During LVR, subjects breathed on the same circuit used during the C_rs measurements but with a manual resuscitation bag attached to the pneumatic valve instead of the tank of compressed air. Following a maximal inspiration, the pneumatic valve position was switched and positive pressure was applied manually by performing compressions of the resuscitation bag over ∼2 s (defined as the inflation phase) to the highest tolerable P_mo ≤50 cmH₂O. After a ∼6 s breath-hold at peak P_mo (defined as the plateau phase), subjects forcefully exhaled to RV and PEF (PEF_LVR) was measured.

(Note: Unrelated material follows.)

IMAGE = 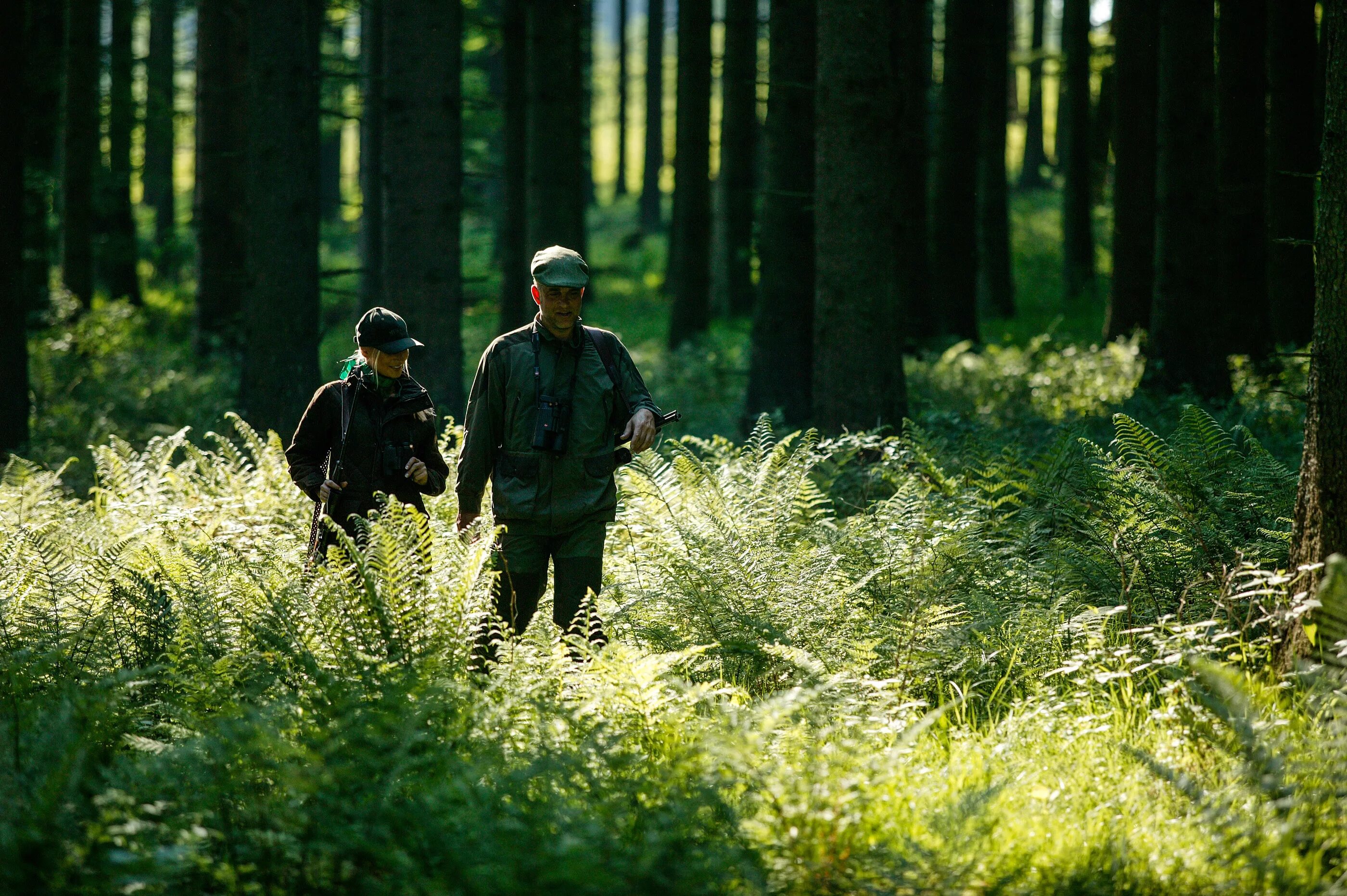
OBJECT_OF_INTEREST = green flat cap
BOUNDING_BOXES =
[529,245,589,290]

Maximal insufflation capacity (MIC) was defined as the volume expired following each LVR manoeuvre, as previously described [19]. Thus, the difference between VC and MIC provided a measure of “recruitment volume” for each LVR manoeuvre. Each subject performed 10 consecutive LVR manoeuvres. Dyspnoea was assessed at baseline, 0 h, 1 h and 2 h using the modified 0–10 Borg scale [30].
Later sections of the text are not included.